Wednesday, July 12, 2017


I challenged myself this past Monday.  I climbed a 1.2 mile long hiking trail to the top of a tiny mountain, more like a hill in terms of mountains, but it sure felt like a mountain to me!  I went by myself, having taken most hiking precautions.  (I had water, a cell phone, a map, insect repellant, I had checked the weather, was dressed fairly appropriately, and I'd told someone where I was going and when I'd left).  I knew it was classed as an easy trail, and it was hiked frequently.  Somewhere I read that an "fit" hiker would manage it in half an hour and a couch potato would need at least an hour.  So I figured I'd need somewhere in the middle.  I started an aggressive walking program last summer, and I felt I was ready for something more, so up I went.
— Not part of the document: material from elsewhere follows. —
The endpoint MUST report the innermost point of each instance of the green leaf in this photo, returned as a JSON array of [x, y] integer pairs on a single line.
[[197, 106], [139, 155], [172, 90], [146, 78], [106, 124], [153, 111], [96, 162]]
It took me about 45 minutes to reach the top of the trail, so I'd guessed correctly on the amount of time I'd need.  I was really impressed by my stamina too.  I stopped to take pictures along the way up, which was really all I needed to keep my breathing even.  The trail was forested, with many roots, pine needles, and flat rocky surfaces for most of the way.

  In a few spots there were some tricky rocks to climb.
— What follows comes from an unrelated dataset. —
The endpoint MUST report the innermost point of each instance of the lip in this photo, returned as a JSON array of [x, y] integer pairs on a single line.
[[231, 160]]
 I did get tired; the last 50 feet of the trail was steep, and a bit tricky and my thighs were complaining, but I did it!   The top of the trail was granite covered, and clear with a lovely view of "our" mountain, Mt. Monadnock, to the north. Since I had cell reception, I let people know where I was.
   I basked in the sun and rested for about 20 minutes before tackling the descent.  That was actually trickier than the ascent.  It's much harder to control your forward momentum!

However, I did it,

and reached my car safe and sound.

Things I learned:  

  • Bring my day pack so that I don't have to carry my water bottle
  • Bring a hiking stick -- snowshoe poles --- with me, especially for the descent
  • I can do a lot more than I thought I could
  • I need to buy some hiking shoes with ankle support. My NB walking shoes had great traction, but I realized how easily I could have twisted my ankle in a few spots.  I also need shoes/boots where my feet don't slide forward in the shoe.
  • Other hikers are helpful and friendly - great conversations too.
  • I love taking pictures of fungi

  • I loved it, even with the pesky deer flies  and mosquitoes
My big take-away?  


This is different from the past, in that for the first time that I can remember, I am realizing I can do PHYSICAL things.  I've always been successful in other areas, but never have I been successful in activities involving my body.  I hated PE because I was terrible at everything that involved running, catching, throwing, having stamina.  Because I couldn't keep up with other kids, I stopped doing those things, and therefore stopped doing other physical things.  NO MORE!

That's why this little hike was so empowering for me.  I'm not planning to hike the Appalachian Trail or back country.  But I am going to buy some supportive hiking shoes, and hit some other easy trails, and this fall, by golly, I'm going to climb Mt. Monadnock!